Ce qui reste à décider
- Aucun programme officiel nommé « Projet Manhattan 2.0 » n’est lancé à la fin de 2024.
- Le financement, les règles et les responsables d’un tel programme restent à définir.
- L’AGI ne dispose ni d’une définition scientifique unique ni d’un calendrier fiable.
- Le retrait du statut PNTR nécessiterait une décision politique américaine.
- L’efficacité des contrôles dépendrait en partie de la coopération des alliés.
Robots humanoïdes : les chaînes d’approvisionnement dans le viseur
Le rapport ne se limite pas aux grands modèles d’IA. Il s’intéresse aussi aux robots humanoïdes autonomes fabriqués en Chine. La Commission recommande d’en restreindre les importations, en invoquant les préoccupations de sécurité liées à des machines connectées, capables de se déplacer, de manipuler leur environnement et éventuellement d’opérer à proximité d’infrastructures sensibles.

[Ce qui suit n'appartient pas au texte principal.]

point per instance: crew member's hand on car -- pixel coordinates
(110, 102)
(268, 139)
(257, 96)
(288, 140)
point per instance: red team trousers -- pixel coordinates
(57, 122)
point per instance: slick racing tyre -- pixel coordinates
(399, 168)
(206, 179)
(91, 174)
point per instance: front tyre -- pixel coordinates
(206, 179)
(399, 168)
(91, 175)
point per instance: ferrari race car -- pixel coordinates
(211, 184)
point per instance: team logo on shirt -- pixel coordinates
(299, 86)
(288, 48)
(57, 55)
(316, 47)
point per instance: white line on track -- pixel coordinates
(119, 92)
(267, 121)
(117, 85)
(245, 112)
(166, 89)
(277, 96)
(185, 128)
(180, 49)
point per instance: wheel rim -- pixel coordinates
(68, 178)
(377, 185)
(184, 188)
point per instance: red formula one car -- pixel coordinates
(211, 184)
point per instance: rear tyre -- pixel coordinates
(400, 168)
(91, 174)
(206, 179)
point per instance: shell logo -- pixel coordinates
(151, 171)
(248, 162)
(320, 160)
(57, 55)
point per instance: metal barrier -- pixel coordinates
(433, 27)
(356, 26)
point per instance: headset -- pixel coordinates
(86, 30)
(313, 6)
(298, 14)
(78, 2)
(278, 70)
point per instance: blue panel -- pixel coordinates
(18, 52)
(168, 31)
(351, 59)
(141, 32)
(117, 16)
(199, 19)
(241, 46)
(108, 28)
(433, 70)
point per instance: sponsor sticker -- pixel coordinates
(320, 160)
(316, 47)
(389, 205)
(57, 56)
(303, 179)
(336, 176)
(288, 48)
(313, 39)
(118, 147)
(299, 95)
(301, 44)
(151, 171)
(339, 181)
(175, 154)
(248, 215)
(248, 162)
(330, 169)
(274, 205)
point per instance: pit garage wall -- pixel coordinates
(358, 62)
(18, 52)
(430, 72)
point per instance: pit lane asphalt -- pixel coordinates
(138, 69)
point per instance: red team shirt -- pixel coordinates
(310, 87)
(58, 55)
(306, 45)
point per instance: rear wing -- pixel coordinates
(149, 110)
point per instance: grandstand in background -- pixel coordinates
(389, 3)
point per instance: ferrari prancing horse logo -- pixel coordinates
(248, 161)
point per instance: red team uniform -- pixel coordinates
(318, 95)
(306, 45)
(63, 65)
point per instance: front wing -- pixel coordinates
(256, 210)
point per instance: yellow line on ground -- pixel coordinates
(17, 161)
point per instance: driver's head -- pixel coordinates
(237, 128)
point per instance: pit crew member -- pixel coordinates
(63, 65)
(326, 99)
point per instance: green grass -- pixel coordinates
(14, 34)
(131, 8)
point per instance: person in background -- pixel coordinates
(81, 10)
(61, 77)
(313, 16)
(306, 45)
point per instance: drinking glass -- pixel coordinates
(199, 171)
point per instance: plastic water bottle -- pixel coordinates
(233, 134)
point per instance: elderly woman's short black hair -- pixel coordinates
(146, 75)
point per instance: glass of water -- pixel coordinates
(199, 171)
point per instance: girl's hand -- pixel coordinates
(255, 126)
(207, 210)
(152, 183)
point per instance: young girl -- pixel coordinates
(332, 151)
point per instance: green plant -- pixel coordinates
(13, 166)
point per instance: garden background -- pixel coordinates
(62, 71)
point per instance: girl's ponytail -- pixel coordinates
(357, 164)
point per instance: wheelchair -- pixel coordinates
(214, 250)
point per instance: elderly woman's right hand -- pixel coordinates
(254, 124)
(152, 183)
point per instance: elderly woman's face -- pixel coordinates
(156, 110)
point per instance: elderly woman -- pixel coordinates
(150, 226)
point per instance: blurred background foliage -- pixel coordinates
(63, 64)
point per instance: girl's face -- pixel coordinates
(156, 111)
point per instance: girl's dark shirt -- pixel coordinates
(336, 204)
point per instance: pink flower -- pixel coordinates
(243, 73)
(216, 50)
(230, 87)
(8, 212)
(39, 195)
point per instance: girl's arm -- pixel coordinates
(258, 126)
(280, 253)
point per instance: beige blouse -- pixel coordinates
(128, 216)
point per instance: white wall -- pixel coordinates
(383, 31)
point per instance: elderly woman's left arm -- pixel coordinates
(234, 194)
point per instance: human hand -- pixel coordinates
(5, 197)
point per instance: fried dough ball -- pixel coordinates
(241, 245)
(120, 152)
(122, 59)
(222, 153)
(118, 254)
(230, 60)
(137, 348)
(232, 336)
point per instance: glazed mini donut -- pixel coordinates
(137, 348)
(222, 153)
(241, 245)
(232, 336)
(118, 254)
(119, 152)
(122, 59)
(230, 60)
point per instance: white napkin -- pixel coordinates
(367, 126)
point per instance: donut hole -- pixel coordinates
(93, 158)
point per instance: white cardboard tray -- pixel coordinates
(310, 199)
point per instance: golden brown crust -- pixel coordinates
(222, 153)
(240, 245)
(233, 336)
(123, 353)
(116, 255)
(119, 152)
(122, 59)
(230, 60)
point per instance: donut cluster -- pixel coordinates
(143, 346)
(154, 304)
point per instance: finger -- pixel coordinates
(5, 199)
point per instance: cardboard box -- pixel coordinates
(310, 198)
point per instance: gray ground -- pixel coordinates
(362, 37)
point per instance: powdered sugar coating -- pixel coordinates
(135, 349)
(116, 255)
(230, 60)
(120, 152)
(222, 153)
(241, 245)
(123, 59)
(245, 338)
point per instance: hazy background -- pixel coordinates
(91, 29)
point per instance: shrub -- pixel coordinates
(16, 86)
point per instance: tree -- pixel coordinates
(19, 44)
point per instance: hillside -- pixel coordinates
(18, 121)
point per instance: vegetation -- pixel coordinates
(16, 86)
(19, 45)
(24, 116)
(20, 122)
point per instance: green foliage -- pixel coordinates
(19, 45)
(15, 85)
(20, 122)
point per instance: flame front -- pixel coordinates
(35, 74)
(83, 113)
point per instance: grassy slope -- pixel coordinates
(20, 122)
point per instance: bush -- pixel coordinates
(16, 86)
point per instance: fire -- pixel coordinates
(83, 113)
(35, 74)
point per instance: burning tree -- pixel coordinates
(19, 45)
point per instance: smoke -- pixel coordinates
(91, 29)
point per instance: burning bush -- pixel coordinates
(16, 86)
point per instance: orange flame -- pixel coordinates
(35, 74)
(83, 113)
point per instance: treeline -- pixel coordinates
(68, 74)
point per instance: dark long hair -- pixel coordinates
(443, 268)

Un robot humanoïde associe plusieurs briques technologiques : capteurs, moteurs, caméras, logiciels de perception, planification des mouvements et parfois modèles d’IA pour comprendre des consignes. Sa valeur stratégique ne tient donc pas uniquement à son apparence humaine. Elle réside dans la combinaison entre matériel, données, connectivité et capacité d’action dans le monde physique.

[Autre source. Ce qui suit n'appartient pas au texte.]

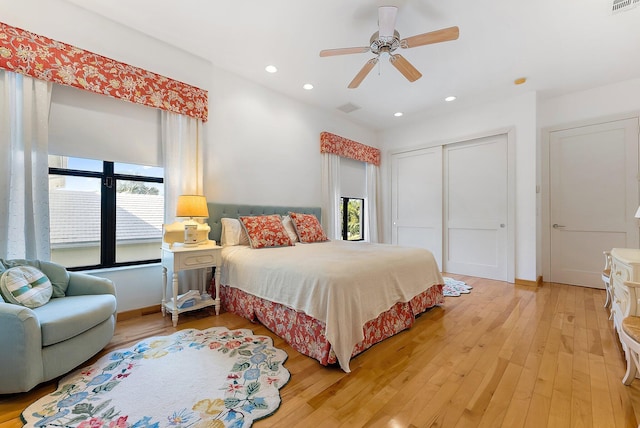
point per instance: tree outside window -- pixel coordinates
(352, 214)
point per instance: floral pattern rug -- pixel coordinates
(454, 288)
(193, 378)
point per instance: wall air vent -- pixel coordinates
(623, 5)
(348, 108)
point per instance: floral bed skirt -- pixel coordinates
(305, 334)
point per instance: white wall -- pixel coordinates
(517, 113)
(603, 102)
(600, 102)
(260, 147)
(68, 23)
(263, 147)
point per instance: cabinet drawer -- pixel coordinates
(193, 261)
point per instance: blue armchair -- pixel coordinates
(40, 344)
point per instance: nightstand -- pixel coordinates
(178, 258)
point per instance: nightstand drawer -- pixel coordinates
(194, 261)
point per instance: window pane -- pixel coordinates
(354, 220)
(140, 170)
(80, 164)
(139, 218)
(74, 205)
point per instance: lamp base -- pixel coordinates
(190, 234)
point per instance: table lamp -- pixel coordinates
(191, 206)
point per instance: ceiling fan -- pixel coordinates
(387, 40)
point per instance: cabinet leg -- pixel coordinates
(174, 313)
(164, 291)
(217, 283)
(174, 318)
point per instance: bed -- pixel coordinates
(329, 300)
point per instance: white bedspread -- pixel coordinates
(343, 284)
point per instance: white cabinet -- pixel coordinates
(625, 266)
(178, 258)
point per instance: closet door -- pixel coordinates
(416, 206)
(476, 189)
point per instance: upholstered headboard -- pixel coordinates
(219, 210)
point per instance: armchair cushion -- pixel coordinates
(57, 274)
(26, 286)
(67, 317)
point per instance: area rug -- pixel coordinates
(454, 288)
(193, 378)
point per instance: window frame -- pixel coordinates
(108, 192)
(345, 218)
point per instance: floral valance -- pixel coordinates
(46, 59)
(332, 143)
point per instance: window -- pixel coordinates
(104, 214)
(352, 214)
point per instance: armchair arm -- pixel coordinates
(83, 284)
(21, 356)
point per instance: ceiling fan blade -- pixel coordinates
(387, 20)
(344, 51)
(363, 73)
(409, 71)
(444, 35)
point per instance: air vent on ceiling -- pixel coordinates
(348, 108)
(623, 5)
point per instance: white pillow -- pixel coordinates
(233, 233)
(290, 228)
(26, 286)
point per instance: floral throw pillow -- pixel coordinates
(265, 231)
(308, 228)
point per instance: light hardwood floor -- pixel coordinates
(503, 356)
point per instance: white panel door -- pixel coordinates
(593, 191)
(476, 207)
(416, 206)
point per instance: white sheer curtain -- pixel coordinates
(182, 156)
(331, 195)
(24, 171)
(371, 228)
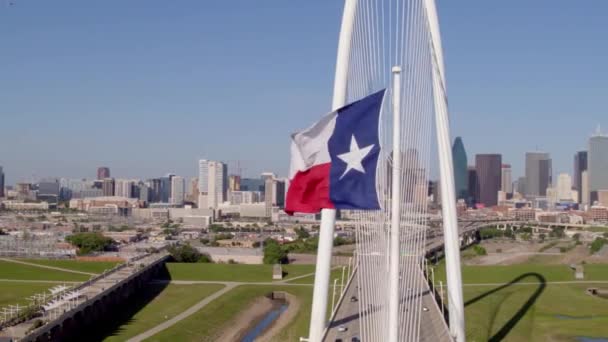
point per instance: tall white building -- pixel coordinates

Pour Washington, la dépendance à des équipements étrangers dans ce domaine peut être perçue comme une vulnérabilité potentielle. Pour les entreprises, de telles restrictions pourraient modifier les choix de fournisseurs et augmenter l’importance d’une production locale ou réalisée avec des partenaires jugés sûrs. Elles pourraient aussi fragmenter davantage les marchés de la robotique, déjà traversés par des tensions sur les composants et les chaînes logistiques.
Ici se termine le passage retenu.